🤖 AI Summary
This study addresses the challenge of efficient Bayesian inference in nonlinear state-space models with unknown shape parameters—such as those involving Weibull or Gamma distributions—where the “exp-exp” likelihood kernel impedes tractable computation. To overcome this, the authors propose a Unified Mixture Sampler (UMS) that leverages the ten-component Gaussian mixture approximation of Omori et al. (2007), augmented with a deterministic recentering-and-scaling algorithm to dynamically update mixture components during MCMC iterations. A lightweight Metropolis–Hastings correction ensures validity without compromising efficiency. UMS eliminates the need for distribution-specific approximations and, for the first time, enables generic, accurate, and computationally efficient Bayesian inference across Logit, Poisson, and various stochastic conditional duration (SCD) models. Compared to conventional slice sampling, UMS substantially reduces posterior sample autocorrelation while maintaining high inferential accuracy.
📝 Abstract
We propose a unified mixture sampler (UMS) that provides a universal estimation framework for nonlinear state-space models with "exp-exp" likelihood kernels. Unlike existing methods that require deriving new mixture approximations for each specific distribution, our approach dynamically adapts the standard ten-component mixture from Omori et al. (2007) through a deterministic re-centering and rescaling algorithm. Applying this to the stochastic conditional duration (SCD) model, we demonstrate that the proposed sampler can efficiently handle unknown shape parameters - such as those in Weibull or Gamma distributions - by updating mixture components near-instantaneously during MCMC iterations. The UMS not only simplifies implementation but also ensures exact inference via a lightweight Metropolis-Hastings step.
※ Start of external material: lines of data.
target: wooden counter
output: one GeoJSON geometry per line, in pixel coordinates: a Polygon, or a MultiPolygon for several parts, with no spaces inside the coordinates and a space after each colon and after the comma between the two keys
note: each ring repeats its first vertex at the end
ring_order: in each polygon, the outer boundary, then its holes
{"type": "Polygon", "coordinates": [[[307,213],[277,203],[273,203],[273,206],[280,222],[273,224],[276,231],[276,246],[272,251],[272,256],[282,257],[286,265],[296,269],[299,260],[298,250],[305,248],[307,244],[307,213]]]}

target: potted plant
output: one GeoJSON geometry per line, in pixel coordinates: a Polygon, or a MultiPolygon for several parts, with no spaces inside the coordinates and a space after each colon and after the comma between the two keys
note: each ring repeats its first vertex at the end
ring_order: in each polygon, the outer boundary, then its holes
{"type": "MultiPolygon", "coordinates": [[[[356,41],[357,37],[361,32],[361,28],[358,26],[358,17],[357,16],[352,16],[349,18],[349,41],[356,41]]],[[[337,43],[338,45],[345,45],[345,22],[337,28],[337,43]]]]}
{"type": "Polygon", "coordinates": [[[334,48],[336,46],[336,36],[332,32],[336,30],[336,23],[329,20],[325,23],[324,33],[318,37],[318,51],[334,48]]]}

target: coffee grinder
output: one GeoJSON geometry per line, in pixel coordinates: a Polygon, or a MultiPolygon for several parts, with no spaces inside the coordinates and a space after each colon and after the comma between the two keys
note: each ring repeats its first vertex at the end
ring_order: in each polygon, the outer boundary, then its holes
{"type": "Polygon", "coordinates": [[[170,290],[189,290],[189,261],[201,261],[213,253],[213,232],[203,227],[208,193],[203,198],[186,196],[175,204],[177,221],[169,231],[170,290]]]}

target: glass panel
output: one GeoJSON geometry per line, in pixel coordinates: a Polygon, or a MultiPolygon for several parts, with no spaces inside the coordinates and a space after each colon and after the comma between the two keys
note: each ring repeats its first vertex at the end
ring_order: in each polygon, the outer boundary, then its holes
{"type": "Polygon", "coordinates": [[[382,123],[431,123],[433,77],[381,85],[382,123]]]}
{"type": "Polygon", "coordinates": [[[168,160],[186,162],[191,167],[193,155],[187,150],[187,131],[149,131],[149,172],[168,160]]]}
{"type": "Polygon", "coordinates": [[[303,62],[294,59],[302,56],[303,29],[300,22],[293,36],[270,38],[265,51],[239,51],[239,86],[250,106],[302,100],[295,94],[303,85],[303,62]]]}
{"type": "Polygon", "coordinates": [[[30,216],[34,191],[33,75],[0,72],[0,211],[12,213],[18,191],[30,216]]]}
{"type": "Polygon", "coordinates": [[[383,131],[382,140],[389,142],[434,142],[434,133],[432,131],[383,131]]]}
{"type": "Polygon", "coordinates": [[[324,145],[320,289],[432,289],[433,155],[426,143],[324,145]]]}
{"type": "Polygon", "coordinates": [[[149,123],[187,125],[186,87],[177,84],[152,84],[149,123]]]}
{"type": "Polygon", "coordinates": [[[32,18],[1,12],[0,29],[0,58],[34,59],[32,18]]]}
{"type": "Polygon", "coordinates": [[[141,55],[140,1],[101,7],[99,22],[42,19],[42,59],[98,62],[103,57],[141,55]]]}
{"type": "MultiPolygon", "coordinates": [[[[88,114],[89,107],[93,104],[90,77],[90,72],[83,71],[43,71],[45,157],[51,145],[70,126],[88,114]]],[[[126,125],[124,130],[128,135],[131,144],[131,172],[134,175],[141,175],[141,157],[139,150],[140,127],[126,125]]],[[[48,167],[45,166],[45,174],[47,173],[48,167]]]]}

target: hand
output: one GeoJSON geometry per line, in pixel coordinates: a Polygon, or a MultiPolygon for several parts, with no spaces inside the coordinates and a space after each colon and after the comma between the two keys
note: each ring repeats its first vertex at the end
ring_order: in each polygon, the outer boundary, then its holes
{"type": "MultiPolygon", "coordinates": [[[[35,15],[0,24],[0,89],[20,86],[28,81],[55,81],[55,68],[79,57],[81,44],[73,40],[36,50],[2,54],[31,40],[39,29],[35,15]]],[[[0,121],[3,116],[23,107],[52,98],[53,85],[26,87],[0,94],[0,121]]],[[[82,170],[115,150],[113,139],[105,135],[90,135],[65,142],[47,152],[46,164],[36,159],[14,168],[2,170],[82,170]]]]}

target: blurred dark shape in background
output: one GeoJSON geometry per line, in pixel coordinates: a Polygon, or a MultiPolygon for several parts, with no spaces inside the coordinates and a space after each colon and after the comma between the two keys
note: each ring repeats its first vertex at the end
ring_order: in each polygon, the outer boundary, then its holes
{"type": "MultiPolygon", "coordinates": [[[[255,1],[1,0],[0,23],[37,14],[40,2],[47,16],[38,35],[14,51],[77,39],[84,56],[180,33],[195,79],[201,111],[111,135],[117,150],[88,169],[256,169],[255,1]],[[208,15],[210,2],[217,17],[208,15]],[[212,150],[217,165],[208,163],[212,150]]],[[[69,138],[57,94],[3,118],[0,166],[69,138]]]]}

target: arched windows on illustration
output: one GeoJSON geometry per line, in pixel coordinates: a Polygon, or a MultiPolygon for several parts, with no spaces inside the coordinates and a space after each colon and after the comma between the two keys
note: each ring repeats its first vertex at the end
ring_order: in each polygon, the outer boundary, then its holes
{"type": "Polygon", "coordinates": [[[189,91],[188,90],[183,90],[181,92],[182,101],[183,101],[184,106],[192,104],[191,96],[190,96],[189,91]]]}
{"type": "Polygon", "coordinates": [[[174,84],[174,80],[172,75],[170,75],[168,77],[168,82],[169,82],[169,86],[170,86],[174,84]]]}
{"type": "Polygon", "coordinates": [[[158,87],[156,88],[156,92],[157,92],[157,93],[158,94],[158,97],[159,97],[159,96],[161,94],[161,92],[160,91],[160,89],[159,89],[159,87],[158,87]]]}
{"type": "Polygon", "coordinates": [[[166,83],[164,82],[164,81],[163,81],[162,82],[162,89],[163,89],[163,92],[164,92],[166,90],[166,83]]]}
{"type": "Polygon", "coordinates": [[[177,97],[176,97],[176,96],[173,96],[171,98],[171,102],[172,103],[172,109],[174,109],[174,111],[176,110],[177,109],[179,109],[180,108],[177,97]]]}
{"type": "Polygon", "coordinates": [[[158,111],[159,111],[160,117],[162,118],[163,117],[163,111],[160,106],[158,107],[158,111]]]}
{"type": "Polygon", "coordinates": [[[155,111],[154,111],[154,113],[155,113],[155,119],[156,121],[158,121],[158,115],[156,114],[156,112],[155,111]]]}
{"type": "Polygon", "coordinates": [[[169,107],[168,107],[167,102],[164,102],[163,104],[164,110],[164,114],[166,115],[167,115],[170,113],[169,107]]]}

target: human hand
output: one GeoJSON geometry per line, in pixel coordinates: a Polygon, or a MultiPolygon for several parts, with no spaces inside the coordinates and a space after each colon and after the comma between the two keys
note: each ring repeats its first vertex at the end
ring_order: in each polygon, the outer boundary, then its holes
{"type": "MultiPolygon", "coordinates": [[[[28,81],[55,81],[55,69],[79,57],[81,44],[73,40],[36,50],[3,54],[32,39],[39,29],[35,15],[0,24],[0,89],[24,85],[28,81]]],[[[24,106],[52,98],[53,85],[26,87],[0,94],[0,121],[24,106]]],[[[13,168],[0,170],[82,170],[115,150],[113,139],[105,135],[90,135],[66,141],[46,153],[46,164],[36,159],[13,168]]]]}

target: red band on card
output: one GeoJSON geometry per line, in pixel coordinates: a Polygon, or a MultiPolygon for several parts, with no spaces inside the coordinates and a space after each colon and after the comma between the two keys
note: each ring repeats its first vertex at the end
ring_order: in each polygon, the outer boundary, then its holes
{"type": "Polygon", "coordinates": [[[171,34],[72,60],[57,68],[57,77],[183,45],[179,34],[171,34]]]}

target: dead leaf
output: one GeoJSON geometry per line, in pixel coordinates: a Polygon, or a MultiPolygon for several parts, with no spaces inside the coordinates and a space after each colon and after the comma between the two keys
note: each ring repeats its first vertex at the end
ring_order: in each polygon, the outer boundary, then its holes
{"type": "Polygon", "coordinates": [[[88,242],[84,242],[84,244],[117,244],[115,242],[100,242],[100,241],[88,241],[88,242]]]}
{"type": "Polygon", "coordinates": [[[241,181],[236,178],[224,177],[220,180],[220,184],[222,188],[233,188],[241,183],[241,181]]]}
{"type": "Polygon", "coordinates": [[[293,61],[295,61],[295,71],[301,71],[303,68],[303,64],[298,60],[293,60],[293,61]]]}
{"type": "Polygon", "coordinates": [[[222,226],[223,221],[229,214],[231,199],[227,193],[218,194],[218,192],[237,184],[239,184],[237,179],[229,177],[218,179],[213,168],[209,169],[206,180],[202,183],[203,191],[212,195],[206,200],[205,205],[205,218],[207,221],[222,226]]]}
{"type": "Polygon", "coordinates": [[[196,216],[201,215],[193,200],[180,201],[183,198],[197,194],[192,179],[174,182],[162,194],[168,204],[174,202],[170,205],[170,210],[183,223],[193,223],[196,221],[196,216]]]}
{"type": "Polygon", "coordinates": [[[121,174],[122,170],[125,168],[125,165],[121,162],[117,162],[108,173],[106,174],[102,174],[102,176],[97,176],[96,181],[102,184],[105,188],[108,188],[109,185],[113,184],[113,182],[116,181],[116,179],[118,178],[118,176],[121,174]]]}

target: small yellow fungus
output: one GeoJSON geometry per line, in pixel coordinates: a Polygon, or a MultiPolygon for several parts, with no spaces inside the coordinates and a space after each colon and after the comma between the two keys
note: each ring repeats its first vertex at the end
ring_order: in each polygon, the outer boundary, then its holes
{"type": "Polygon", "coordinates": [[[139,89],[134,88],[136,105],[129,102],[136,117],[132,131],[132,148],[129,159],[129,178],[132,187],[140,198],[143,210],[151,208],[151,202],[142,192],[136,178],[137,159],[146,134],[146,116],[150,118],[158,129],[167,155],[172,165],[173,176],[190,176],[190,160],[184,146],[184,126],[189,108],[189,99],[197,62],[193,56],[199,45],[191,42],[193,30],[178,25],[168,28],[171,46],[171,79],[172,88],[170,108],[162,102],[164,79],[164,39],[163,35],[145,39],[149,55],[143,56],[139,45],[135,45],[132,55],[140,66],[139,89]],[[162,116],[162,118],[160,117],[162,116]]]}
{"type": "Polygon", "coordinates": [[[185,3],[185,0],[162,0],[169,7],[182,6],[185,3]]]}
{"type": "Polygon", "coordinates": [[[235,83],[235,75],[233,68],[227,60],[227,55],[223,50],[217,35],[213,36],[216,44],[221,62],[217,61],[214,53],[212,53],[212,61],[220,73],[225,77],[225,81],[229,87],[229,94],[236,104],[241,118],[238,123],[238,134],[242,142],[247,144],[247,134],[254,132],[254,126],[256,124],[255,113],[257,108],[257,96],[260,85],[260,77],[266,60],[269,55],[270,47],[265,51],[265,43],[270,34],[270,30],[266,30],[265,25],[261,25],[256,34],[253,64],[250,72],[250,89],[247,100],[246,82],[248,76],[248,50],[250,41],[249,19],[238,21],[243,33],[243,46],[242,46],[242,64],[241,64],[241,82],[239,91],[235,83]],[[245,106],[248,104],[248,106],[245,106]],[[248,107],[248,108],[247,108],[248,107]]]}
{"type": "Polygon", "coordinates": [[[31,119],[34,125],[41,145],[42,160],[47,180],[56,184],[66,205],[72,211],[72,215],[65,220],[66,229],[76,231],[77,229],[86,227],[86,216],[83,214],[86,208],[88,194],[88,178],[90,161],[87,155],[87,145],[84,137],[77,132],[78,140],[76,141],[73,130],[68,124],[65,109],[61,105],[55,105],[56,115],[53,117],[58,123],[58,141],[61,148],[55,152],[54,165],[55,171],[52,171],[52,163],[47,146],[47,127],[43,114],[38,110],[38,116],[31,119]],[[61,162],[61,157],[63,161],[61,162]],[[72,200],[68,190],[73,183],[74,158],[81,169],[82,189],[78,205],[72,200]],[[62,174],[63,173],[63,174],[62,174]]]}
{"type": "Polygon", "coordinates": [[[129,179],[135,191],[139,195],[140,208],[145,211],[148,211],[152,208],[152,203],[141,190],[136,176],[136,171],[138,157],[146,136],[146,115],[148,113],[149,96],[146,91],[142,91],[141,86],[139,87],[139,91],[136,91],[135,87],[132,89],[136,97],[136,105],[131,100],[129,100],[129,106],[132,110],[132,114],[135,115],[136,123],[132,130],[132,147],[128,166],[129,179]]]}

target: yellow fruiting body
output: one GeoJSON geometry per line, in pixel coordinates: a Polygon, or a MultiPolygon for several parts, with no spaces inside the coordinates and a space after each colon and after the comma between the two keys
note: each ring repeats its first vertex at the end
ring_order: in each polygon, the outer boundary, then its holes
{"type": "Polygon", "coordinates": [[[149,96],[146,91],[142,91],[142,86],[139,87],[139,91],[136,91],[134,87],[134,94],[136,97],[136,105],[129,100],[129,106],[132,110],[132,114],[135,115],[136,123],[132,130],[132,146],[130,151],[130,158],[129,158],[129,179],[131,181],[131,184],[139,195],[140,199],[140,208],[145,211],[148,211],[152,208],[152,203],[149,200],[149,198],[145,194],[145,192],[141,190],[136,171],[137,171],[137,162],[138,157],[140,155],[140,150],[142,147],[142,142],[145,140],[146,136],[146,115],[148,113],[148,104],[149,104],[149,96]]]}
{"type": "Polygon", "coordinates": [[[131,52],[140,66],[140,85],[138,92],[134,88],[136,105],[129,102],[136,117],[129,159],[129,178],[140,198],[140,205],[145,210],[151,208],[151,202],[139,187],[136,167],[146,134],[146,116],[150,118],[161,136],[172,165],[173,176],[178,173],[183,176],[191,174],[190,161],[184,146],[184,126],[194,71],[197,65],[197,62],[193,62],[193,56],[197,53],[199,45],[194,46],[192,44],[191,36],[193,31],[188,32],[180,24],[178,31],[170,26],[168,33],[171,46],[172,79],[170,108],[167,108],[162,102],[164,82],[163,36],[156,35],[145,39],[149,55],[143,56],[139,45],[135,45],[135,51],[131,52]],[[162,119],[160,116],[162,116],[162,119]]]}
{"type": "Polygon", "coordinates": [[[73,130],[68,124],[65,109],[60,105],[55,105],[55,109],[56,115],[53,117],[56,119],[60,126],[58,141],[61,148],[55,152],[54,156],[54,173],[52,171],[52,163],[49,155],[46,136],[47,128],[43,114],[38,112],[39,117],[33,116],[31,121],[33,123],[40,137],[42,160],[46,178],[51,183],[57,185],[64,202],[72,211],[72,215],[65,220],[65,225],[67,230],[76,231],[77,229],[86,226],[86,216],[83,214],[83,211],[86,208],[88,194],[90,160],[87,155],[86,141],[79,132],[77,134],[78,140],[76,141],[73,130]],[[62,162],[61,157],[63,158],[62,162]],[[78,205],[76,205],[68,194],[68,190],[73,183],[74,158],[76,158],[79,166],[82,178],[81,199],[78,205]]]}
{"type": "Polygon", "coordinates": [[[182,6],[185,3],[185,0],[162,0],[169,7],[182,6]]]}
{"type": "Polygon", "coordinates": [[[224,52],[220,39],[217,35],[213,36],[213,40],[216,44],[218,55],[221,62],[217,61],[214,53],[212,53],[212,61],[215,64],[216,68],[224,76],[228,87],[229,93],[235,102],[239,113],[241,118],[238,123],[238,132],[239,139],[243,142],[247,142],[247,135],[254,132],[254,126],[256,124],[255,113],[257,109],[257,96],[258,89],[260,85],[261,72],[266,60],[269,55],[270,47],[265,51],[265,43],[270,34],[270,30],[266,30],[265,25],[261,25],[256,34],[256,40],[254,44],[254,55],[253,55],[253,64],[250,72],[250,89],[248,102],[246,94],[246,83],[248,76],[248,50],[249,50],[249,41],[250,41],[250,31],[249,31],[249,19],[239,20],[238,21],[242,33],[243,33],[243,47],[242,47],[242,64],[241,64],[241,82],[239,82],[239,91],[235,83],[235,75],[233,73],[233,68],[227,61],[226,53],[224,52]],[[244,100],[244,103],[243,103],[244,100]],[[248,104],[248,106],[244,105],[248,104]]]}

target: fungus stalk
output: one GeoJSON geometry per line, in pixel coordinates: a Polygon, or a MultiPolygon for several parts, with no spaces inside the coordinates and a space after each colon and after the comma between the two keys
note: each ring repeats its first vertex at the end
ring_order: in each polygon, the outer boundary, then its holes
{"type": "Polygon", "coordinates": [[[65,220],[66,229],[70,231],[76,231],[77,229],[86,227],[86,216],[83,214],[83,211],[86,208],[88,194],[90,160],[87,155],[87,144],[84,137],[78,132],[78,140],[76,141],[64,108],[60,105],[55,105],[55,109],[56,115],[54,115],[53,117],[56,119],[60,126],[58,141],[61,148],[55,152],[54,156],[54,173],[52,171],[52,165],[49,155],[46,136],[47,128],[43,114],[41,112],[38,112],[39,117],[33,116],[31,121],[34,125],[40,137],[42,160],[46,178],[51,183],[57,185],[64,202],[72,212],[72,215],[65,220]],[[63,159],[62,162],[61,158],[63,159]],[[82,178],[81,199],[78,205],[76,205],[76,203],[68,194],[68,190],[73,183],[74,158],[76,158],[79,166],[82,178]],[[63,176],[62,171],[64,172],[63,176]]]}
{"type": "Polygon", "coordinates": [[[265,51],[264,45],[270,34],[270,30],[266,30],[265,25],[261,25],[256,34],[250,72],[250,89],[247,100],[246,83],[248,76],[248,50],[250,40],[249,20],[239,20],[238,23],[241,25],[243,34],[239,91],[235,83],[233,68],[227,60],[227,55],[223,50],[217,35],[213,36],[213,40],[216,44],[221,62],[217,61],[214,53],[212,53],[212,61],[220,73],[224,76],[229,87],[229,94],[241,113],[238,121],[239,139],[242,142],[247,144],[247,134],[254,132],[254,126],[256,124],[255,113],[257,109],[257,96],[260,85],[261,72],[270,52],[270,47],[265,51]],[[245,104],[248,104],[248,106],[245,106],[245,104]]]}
Numerical examples show that our method substantially outperforms the conventional slice sampling approach, significantly reducing autocorrelation in MCMC samples while maintaining high computational efficiency. This unified framework encompasses a wide range of applications, including logit, Poisson, and various SCD model specifications, providing a highly efficient alternative to model-specific samplers.